Q1: What is a semaphore?
* A semaphore is a mechanism to convey events between two or more cooperating processes. Now what does this mean exactly?
In a typical multiprocessing machine, many processes are being timeshared on a single CPU. The degree to which computation will proceed in one process depends on how big a time slice it has been given by the OS CPU Scheduler. Thus, different processes will be at different stages of computation at any point of time. So, how do we coordinate across processes? We use semaphores to tell other processes that we've reached certain stages in our processing (via a sem_post) or to wait for other processes to tell us that they've reached certain well defined stages in their computation (via a sem_wait). These two major functions allow us to synchronize computation across process boundaries and this is the main function of a semaphore.

Effectively, you can think of a semaphore as a click lock with many keys. Anybody who holds a key can open the lock. There can be multiple keys and multiple people can open the lock at any time. Anybody can lock the lock.

Q2: What is a mutex?
* A mutex is a mechanism to ensure mutual exclusion. In simple terms, this means that one and only 1 process will be allowed to execute a particular piece of code guarded by a mutex. This particular piece of code is called the critical section. A mutex has 2 major properties:
1. Only one of the cooperating processes gains access to the critical section.
2. Only the process that holds access to the critical section (called the owner of the mutex) can revoke its access to the critical section. (This is called ownership of the critical section or mutex).

Effectively, a mutex is the concept of a lock + owner. There is a lock and only 1 key. Whoever uses a key to open the lock is called the owner of the mutex. Only he can lock the lock or open it. Thus, there can be at max 1 person at any time in the locked room.

By ensuring that no more than 1 process can ever own and release the mutex, mutual exclusion is ensured.

* A semaphore can be used to implement a mutex. This is possible if we associate the concept of an "owner" to a binary semaphore (a click lock with 1 key only).

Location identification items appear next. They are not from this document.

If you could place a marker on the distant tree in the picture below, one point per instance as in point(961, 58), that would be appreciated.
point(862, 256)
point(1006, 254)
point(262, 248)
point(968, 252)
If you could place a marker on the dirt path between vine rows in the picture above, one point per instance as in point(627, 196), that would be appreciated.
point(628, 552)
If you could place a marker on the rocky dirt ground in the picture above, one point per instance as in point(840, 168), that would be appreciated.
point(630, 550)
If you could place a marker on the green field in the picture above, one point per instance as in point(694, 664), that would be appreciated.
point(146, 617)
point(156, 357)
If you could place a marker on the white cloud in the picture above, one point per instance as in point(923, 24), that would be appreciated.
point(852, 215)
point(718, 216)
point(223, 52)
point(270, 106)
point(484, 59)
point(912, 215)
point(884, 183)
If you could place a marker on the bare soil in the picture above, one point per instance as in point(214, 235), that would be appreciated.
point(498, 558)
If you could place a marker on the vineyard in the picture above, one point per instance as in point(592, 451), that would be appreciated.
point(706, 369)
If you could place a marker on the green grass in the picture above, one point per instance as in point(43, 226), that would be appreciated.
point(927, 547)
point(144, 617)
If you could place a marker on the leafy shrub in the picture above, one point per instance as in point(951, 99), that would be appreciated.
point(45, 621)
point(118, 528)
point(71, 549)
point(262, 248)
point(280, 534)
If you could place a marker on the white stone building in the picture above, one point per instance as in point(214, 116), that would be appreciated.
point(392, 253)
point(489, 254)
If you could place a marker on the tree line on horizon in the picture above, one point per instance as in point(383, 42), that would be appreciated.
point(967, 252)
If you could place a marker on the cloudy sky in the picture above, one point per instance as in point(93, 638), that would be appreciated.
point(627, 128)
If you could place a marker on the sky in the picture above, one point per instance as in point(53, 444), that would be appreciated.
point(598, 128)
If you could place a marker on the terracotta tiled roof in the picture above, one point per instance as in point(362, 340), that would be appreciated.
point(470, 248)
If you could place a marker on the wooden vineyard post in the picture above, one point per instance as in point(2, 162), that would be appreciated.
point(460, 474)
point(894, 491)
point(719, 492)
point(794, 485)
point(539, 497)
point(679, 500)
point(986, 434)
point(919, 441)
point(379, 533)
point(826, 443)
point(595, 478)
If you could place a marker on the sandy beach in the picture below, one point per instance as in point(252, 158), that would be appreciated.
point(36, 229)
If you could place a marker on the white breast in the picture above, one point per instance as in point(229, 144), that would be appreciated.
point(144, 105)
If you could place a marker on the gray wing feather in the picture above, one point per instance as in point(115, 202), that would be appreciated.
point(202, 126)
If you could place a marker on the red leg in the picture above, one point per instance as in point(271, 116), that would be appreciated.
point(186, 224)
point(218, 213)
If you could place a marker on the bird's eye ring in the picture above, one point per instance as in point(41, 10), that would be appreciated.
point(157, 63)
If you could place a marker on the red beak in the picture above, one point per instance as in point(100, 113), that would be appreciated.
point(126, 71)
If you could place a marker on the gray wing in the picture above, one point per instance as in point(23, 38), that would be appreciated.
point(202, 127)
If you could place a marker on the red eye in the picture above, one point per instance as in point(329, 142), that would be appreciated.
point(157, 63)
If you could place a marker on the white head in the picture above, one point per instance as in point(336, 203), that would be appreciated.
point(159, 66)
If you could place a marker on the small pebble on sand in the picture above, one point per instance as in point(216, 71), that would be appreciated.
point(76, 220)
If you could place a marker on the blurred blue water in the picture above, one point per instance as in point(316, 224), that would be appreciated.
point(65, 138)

Look at the following pseudocode:

Global Initialization:
sem_init(&sem, 1); // Binary Semaphore (ensures that only 1 process can enter the Critical Section)
owner = 0; // No pid

Mutex Lock Code:
sem_wait(&sem);
owner = getpid();

// Critical Section

Mutex Unlock Code:
if (owner != getpid()) {
   abort(); // non-owner is trying to unlock the mutex. Invalid state - abort. (Ensures Mutual Exclusion)
}
sem_post(&sem);

Note how the unlock code verifies the owner of the lock and thus fulfills the function of a mutex. This is a requirement for ensuring that only the owner of the lock is able to unlock the code.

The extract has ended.